“Dee, what do you think? Isn’t she beautiful?”
I looked up from my book and took Farouk’s phone with a slight smile. I already knew what I was going to see: some slender size 2 beauty with large luminous eyes, and reflective fair skin. Farouk had a type. A slim, light-skinned, large eyed, type; that somehow never liked him as much as he liked her or somehow couldn’t keep his interest as longer than a month.

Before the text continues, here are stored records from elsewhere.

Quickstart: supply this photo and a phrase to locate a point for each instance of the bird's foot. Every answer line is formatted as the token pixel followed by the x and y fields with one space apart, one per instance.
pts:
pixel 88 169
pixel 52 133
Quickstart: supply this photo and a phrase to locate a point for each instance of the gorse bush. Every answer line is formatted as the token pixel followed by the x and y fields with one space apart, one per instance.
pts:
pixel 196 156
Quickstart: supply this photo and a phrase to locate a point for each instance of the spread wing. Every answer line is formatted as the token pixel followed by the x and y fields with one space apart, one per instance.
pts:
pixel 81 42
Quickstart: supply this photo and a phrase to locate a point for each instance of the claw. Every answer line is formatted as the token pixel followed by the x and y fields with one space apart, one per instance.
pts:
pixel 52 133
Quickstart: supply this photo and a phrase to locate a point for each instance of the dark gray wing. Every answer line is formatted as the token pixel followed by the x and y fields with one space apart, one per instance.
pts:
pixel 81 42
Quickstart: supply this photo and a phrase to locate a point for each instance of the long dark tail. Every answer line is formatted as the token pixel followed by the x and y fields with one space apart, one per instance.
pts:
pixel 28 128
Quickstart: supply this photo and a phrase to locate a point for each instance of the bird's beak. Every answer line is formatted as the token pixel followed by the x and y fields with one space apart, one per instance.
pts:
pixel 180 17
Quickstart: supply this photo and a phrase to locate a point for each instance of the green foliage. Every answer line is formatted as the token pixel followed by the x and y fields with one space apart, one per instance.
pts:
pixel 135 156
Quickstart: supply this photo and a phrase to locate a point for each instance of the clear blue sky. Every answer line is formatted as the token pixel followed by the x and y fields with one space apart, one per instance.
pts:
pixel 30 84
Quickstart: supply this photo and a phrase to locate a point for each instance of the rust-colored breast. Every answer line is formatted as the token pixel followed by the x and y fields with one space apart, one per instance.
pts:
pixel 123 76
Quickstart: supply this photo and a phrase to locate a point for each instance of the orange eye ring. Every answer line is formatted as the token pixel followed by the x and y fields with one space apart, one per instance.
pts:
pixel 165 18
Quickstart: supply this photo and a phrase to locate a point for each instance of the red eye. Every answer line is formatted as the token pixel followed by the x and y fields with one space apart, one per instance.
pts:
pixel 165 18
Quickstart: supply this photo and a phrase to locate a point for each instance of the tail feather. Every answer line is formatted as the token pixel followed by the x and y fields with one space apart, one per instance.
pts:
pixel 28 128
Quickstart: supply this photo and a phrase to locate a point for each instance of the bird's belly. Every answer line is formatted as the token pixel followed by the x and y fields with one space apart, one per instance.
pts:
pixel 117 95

That I understood. That I was glad about. As long as Farouk didn’t find anyone that kept his attention, as long as it was just a shallow physical attraction I had a chance.
A slim, stunted, gnarled chance but a chance still.
As I looked at the phone I realised that my chance was about to vapourise. I was about to lose Farouk for good unless I did something.
The problem was: I had no idea what to do.
“She is gorgeous.” I heard myself say. And it was true. The lady in the selfie couldn’t be more than 22. She was a dark shade of chocolate, curvy and her small eyes twinkled behind her cute glasses.
On cue my inner alarm rang. This wasn’t gorgeous. This was gorgeous trouble. Farouk was breaking from the mold–that meant he had found something. Something special.
With a wider smile I handed the phone back. “So what’s her name?”
“Her name is Zukaida,” he replied, “I hope to goodness that she is the one.”
The drive back from class was a quiet one. Farouk hummed along to some Yanni playing in the car while I stared into the darkness and tried to imagine life without him.
We had been classmates for just a year but it felt like we had known ourselves for a lifetime. We had so much in common: a love for cats, an interest in chunky novels,an aversion for onions, an addiction to chocolate cake.
Being around him was like being hooked to a giant cylinder of joy but now my tubes were about to be pulled.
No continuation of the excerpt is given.